I'm not sure I follow the logic of this claim when it comes to someone who puts everything in an index fund. Surely the reason why most lose money in managed funds is because they mistakenly believe they can time the market. This is true for managed funds as much as attempts by individuals on their own to pick stocks. The die hard indexer pursues a simple strategy characterized by humility (during the accumulation phase) of consistently making regular contributions to an index fund, ignoring the daily noise of the stock market. The index investor wins out in the long run not merely because of low fees, but also because he or she is not dancing in and out of the market. Maybe this is your point, but if so, I don't know what it would mean to be an index investor if you are suggesting he or she might nevertheless foolishly undermine their strategy by attempting to time the market.
I would absolutely not assume that indexers are less likely to try and time the market compared to those whose funds are managed.
Tons and tons of antsy index investors here post constantly either about market timing or needing to be talked off the ledge of market timing. Meanwhile, people who have to go through their financial advisor can't do anything rash on impulse because they have a line of defense in the way between them and cashing everything out because they read a scary news story about Trump.

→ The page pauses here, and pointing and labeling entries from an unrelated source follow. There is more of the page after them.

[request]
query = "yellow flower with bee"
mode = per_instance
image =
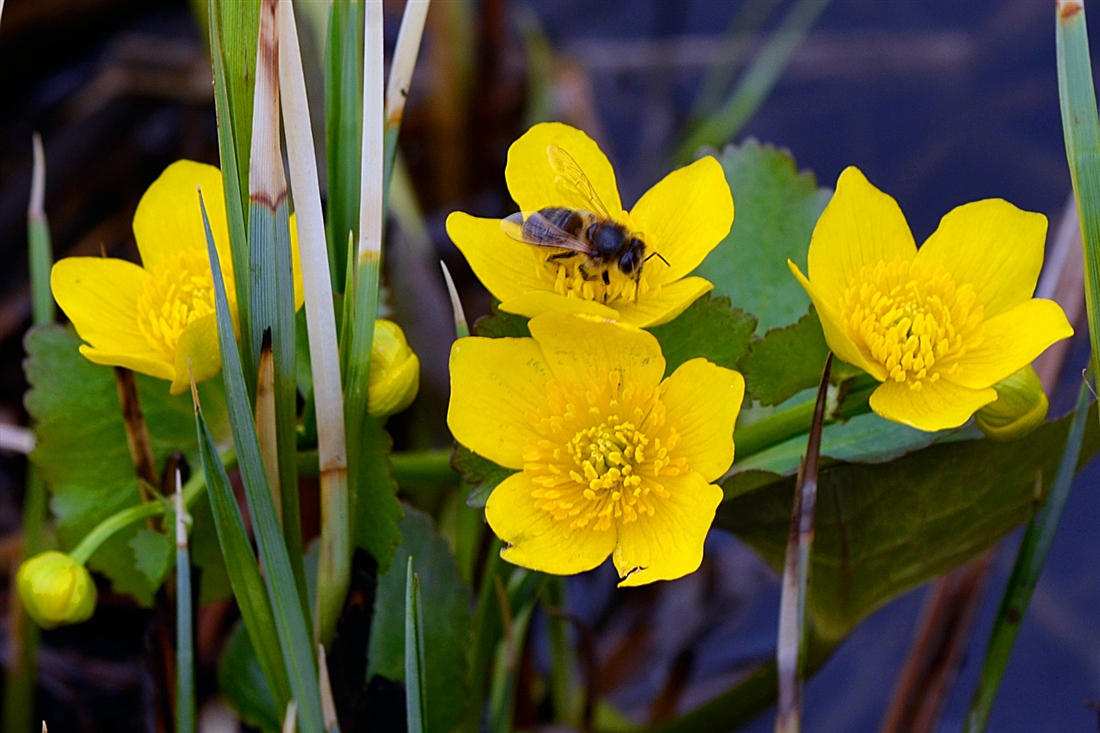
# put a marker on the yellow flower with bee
(573, 248)
(613, 458)
(158, 317)
(939, 326)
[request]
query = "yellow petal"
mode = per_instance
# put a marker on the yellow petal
(494, 384)
(936, 406)
(99, 295)
(143, 363)
(860, 227)
(836, 336)
(669, 544)
(168, 217)
(1011, 341)
(538, 540)
(669, 302)
(535, 303)
(506, 267)
(585, 350)
(992, 245)
(703, 401)
(684, 217)
(534, 183)
(197, 353)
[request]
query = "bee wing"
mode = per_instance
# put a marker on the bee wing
(571, 179)
(532, 228)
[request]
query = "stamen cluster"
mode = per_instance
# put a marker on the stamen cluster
(914, 320)
(603, 450)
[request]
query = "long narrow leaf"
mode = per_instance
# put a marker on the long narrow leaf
(343, 126)
(241, 565)
(294, 635)
(272, 290)
(185, 635)
(1081, 131)
(416, 704)
(234, 199)
(334, 562)
(1025, 573)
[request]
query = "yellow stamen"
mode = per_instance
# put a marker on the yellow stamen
(178, 293)
(602, 455)
(915, 321)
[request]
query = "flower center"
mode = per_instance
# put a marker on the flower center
(580, 277)
(178, 293)
(603, 450)
(915, 321)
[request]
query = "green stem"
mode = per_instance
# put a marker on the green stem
(121, 520)
(1026, 571)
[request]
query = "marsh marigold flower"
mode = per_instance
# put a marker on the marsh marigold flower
(937, 326)
(680, 219)
(56, 590)
(611, 458)
(156, 317)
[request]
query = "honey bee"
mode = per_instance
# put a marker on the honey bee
(590, 231)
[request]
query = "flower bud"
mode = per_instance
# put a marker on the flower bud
(56, 590)
(1020, 407)
(395, 371)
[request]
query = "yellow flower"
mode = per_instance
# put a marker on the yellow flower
(56, 590)
(395, 371)
(682, 218)
(157, 317)
(941, 326)
(611, 458)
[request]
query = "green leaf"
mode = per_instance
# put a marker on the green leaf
(711, 328)
(499, 325)
(242, 682)
(883, 529)
(152, 555)
(83, 455)
(377, 510)
(777, 209)
(785, 361)
(480, 473)
(446, 602)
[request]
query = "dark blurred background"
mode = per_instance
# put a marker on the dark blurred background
(938, 101)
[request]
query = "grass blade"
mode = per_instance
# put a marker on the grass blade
(343, 127)
(290, 622)
(791, 651)
(41, 251)
(400, 77)
(1026, 571)
(334, 562)
(272, 290)
(241, 565)
(238, 24)
(22, 669)
(385, 511)
(185, 635)
(416, 708)
(234, 197)
(758, 81)
(1081, 132)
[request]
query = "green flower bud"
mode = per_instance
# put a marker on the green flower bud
(1020, 407)
(395, 371)
(56, 590)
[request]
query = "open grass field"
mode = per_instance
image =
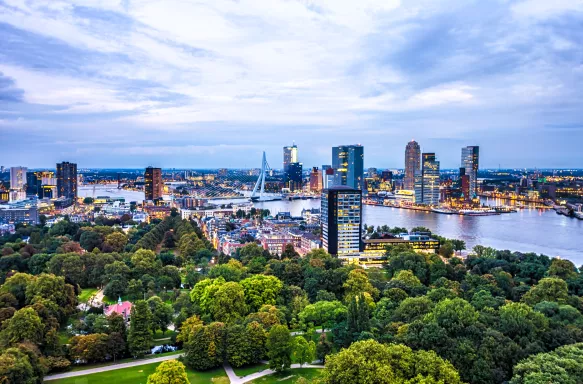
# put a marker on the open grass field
(139, 375)
(249, 369)
(290, 376)
(86, 294)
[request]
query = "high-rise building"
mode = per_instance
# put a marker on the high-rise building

I work for a finance firm, the FAs I know spend A LOT of time and energy preventing people from being reactive.
There are also the wonderfully clueless people who dump their money into mutual funds with an advisor because they know nothing about investing, I think they're actually the most likely to just leave it alone because they literally don't even know that market timing is an option.
Perhaps you could posit that of the self directed investors, the indexers are less likely to market time than the individual stock pickers, but I don't know that that's true since the value investors tend to have a buy-and-hold approach as well.
All in all, I actually suspect that it's the very novice indexers who read just enough to start indexing, but not enough to feel confident, who check their investment numbers 100 times a day, and are constantly freaked out by even small drops; I suspect they're the ones who jump in and out the most.
The benefit of indexing is the lower fee drag, not that the person is less likely to market time.